Auf die Revision des Klägers wird das Urteil des 8. Zivilsenats des Brandenburgischen Oberlandesgerichts vom 20. Juli 2000 aufgehoben.

Die Sache wird zur anderweiten Verhandlung und Entscheidung, auch über die Kosten des Revisionsverfahrens, an den 14. Zivilsenat des Berufungsgerichts zurückverwiesen.

Von Rechts wegen.

Tatbestand

Der Kläger ist Verwalter in dem am 1. Juni 1997 eröffneten Gesamtvollstreckungsverfahren über das Vermögen der B. GmbH (nachfolgend: Schuldnerin). Der Beklagte war aufgrund Vertrages vom 10. September 1996 als Subunternehmer der Schuldnerin mit Elektroarbeiten für eine Gebäudemodernisierung der AOK (später nur: AOK) beschäftigt.
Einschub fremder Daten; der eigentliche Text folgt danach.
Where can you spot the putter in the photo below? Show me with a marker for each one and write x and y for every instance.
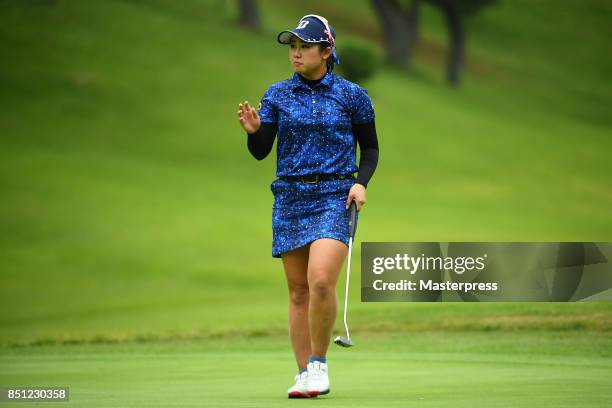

Mit privatschriftlicher Urkunde vom 17. Februar 1997 trat die Schuldnerin durch ihren Geschäftsführer W. dem Beklagten aus ihrem Werklohnanspruch gegen die AOK einen Forderungsteil in Höhe von 109.706,33 DM ab. Die AOK stimmte dieser Abtretung durch Vermerk auf der Urkunde zu. Noch im selben Monat überwies sie aufgrund Auszahlungsanordnung vom 25. Februar 1997 den abgetretenen Betrag auf ein Konto des Beklagten (Anlage K 10 = GA 40). Am 21. März 1997 beantragte die Schuldnerin die Eröffnung des Gesamtvollstreckungsverfahrens.

Der Kläger hat die Abtretungsvereinbarung zwischen der Schuldnerin und dem Beklagten angefochten und verlangt Wertersatz des an den Beklagten überwiesenen Betrages. Die Vorinstanzen haben den Anspruch aberkannt. Mit der Revision verfolgt der Kläger seinen bisherigen Antrag weiter.

Gründe

Die Revision ist begründet. Sie führt wegen eines Verfahrensfehlers zur Aufhebung und Zurückverweisung.

I.

Das Berufungsgericht hat eine Anfechtungsmöglichkeit des Klägers nach § 10 Abs. 1 Nr. 4 GesO verneint, weil nicht festgestellt werden könne, daß die Schuldnerin die Forderung gegen die AOK dem Beklagten nach Zahlungseinstellung abgetreten habe und dem Beklagten die Zahlungsunfähigkeit zumindest habe bekannt sein müssen. Für die Schuldnerin habe zu der Zeit noch ein Liquiditätssicherungsprogramm bestanden, sie habe kurz vor der Abtretung noch namhafte Zahlungen geleistet und ihre nur teilweise abgetretene Forderung an die AOK sei auch im übrigen werthaltig gewesen. Die Behauptung des Klägers, Mitte Februar 1997 habe der Geschäftsführer der Schuldnerin We.

auf die Frage des Beklagten nach Bezahlung seiner Rechnung erwidert, die Schuldnerin sei nicht in der Lage, Zahlungen zu leisten, sei in der Berufungsinstanz nicht wiederholt worden und im Hinblick auf Zeitpunkt und Umstände auch nicht hinreichend substantiiert.

II.

Das Berufungsgericht hat den Sachverhalt und die Beweisanträge nicht ausgeschöpft. Die Revision rügt zu Recht, daß das Berufungsgericht den Zeugen We. nicht vernommen und dadurch § 286 ZPO verletzt hat. Nach dem Urteilstatbestand und der Berufungsbegründung vom 21. Februar 2000 unter D I 1 und E in Verbindung mit den Seiten 6 bis 8 der Klageschrift hat das Berufungsgericht übersehen, daß der fragliche Beweisantritt in der Berufungsinstanz von der Klägerin wiederholt worden ist.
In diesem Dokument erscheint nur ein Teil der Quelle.